Auteur: | By Mark Beunderman
Former French prime minister Lionel Jospin writes in a new book that "the constitution is dead", while slamming the French "no" camp for its rhetoric against new member states displayed during the campaign.
Expressing scepticism about voices proposing to put the constitution to French voters a second time, he writes that the French cannot be made to "vote differently on the same text", according to an AP report.
A new referendum would merely be "much noise for nothing", the socialist politician writes in his book: "The world how I see it".
Mr Jospin in the book hits hard at the victorious "no" camp in last May's French referendum however, attacking in particular his fellow socialist party member Laurent Fabius who led the French socialist "no" campaign.
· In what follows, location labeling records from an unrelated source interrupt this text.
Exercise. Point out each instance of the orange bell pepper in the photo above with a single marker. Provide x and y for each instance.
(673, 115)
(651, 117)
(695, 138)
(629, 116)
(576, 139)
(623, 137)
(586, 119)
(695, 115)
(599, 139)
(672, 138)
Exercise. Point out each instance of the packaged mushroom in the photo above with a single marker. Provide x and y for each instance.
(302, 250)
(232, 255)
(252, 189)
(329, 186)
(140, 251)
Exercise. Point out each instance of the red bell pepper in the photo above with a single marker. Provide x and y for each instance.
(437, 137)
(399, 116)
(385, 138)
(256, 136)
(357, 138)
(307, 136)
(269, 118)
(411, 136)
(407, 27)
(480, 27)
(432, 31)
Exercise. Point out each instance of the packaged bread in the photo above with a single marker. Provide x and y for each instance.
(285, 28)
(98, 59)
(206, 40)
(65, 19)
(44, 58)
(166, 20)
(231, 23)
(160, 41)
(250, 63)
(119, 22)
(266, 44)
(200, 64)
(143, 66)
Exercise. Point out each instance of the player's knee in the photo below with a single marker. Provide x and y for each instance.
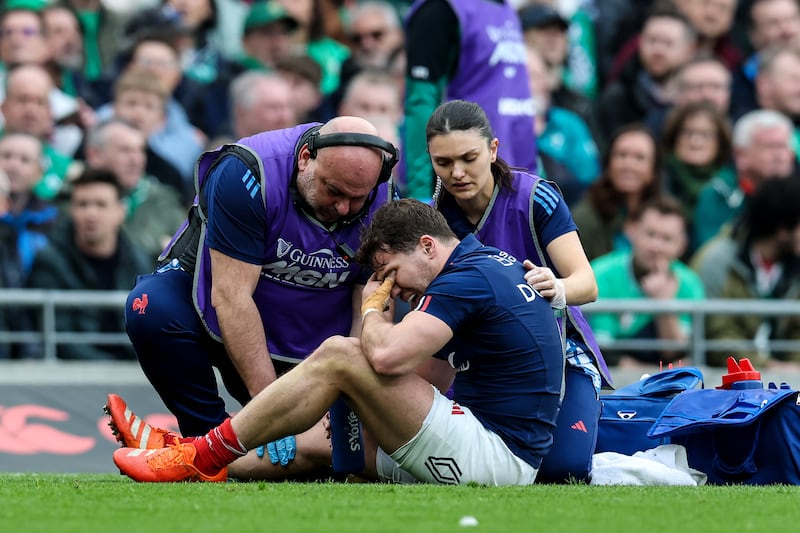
(340, 355)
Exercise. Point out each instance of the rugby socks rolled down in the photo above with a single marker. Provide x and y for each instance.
(218, 448)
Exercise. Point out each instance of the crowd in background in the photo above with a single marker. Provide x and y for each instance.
(670, 127)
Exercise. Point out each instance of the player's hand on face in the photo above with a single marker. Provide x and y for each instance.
(377, 294)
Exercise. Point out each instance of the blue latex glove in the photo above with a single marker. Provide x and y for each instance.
(281, 451)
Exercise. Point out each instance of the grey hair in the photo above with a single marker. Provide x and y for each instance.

In the book, Mr Jospin targets the "lies" that were used by the opponents of the constitution.
He writes that it was "unacceptable to incite fear of the outside world by rejecting workers from central Europe or by politically manipulating relocation", referring to the word "délocalisations" which was frequently used in the French debate to describe the phenomenon of French firms and jobs moving to central and Eastern Europe.
Mr Jospin also accuses Mr Fabius of "humiliating" the ten new member states of the EU by wanting to place them in a "second class zone" in the EU, referring to the Fabius vision of a multi-speed Europe with an inner core comprised primarily of the founding member states in western Europe.